Earlier, we have repeatedly described the tragicomic initiative of the “Crimean speaker” Vladimir Konstantinov to “fight against Latin alphabet letters”, on signs and in the names of the peninsula.
This PR campaign against “racially inferior letters” in Crimea, as the alleged “birthplace of the Cyrillic alphabet”, has become one of several “tricks” invented by the PR people of the old swindler from “Consol” for his “political growth” in the eyes of the Kremlin.
After the “feast of the winners” of the Konstantinov clan on the results of the “filled chessboard” of last year’s “regional and local elections”, this initiative, to put it mildly trashy in the eyes of the population, but appreciated by Moscow, as well as “work on the new text of the Crimean anthem”, was entrusted to such a “lame drake” as Sergei Tsekov, demoted from “Crimean senators” to Konstantinov’s henchman in the “state council”.
And so at the end of January Tsekov announced that in the aforementioned “council of Konstantinovites” they will now “create a special working group that will organize the replacement of advertising signs containing foreign words and written in Latin”.
Judging by the presence of “unanimous support” at the event from the fake “minister of internal policy, information and communications” Albert Kurshutov and the illegal “head of the administration” of Simferopol Mikhail Afanasyev, Konstantinov’s “war with letters” received the go-ahead from the Kremlin curators and special services.
Among other things, Afanasyev stated that “the city’s improvement rules already provide for measures to combat signs containing foreign words or Latin letters” and new such signs “will not be approved”.
And Kurshutov promised to “prepare the necessary regulatory and legal acts”. As iw was expected, this “good news” is being hotly discussed by Crimeans on social networks.

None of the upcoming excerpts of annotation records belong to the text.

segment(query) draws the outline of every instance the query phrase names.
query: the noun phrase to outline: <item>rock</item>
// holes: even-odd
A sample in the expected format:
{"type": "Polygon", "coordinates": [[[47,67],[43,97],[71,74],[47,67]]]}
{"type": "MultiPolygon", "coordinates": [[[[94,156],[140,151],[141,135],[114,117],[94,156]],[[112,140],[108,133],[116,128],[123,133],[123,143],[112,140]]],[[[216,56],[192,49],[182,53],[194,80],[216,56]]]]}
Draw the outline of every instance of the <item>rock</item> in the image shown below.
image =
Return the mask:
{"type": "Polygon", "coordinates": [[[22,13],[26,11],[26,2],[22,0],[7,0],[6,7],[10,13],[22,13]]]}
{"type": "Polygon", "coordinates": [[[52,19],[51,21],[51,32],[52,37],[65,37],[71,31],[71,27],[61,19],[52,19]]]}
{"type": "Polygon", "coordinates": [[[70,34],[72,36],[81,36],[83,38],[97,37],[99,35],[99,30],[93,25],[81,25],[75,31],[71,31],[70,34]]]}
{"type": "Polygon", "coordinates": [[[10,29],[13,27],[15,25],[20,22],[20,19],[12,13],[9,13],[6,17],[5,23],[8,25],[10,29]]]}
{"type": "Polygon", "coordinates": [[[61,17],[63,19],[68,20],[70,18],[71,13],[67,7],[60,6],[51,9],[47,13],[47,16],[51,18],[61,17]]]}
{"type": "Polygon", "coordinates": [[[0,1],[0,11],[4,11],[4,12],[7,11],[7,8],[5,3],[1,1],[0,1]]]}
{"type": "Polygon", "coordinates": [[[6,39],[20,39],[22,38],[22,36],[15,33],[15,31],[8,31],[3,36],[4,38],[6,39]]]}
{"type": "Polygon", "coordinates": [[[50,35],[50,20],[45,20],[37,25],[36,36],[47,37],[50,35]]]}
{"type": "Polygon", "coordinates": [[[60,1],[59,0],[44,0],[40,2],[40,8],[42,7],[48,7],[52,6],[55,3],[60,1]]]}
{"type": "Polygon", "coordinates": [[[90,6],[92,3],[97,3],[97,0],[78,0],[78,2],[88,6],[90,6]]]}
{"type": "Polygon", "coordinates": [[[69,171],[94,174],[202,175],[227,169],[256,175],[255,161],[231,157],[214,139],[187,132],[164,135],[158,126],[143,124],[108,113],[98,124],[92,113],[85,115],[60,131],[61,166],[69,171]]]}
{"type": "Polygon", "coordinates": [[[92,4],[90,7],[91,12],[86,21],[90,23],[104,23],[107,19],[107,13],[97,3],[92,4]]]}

As residents of the occupied peninsula write, the Crimean collaborators with a “very flexible spine” have “phantom pains, something to rename, then they will probably take on monuments”. It is stated that this show of “measures to combat signs” will also lead to new corruption, which is “perfectly encouraged from top to bottom”, and that the “Crimean authorities” probably “have nowhere to put their money”.

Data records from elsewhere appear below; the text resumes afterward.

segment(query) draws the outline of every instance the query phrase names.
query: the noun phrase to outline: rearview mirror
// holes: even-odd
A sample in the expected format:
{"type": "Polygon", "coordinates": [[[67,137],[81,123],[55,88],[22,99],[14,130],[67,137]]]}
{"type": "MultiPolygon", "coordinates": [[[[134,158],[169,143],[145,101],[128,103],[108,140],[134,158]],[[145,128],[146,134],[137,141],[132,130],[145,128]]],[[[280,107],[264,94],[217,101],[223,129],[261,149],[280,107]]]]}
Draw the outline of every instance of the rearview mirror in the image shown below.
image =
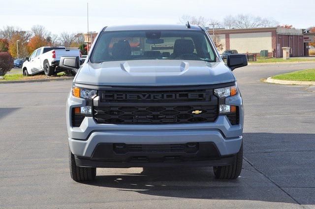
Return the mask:
{"type": "Polygon", "coordinates": [[[146,40],[146,43],[151,44],[162,44],[164,43],[164,39],[160,38],[148,38],[146,40]]]}
{"type": "Polygon", "coordinates": [[[66,70],[76,70],[80,68],[80,58],[77,57],[62,57],[59,66],[66,70]]]}
{"type": "Polygon", "coordinates": [[[226,65],[231,70],[247,65],[247,57],[245,55],[233,54],[227,55],[226,57],[226,65]]]}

Also, Crimean residents sarcastically ask “what will replace the French word “магазин” [“shop”], the Greek and Latin phrase “торговый центр” [“mall”], the German “парикмахерская” [”hairdresser”], pointing out that “the word “president” is also somehow not native”, and that in the name of the aggressor “the word… “federation” is generally Latin”, and that “if you remove foreign words from the Russian language, then there is nothing to hang out”.
Residents of the region raise “the question of the psychological state of those people who fight with words, and not with corruption and devastation”, adding the question “if they acquire these deviations in their positions, or thanks to them they get there”.
Also, Crimean inhabitants are keenly interested in whether the authorities plan to replace the “Stop” road sign, and if so, what specific details from the current “fighters for the racial purity of signs” will be depicted there.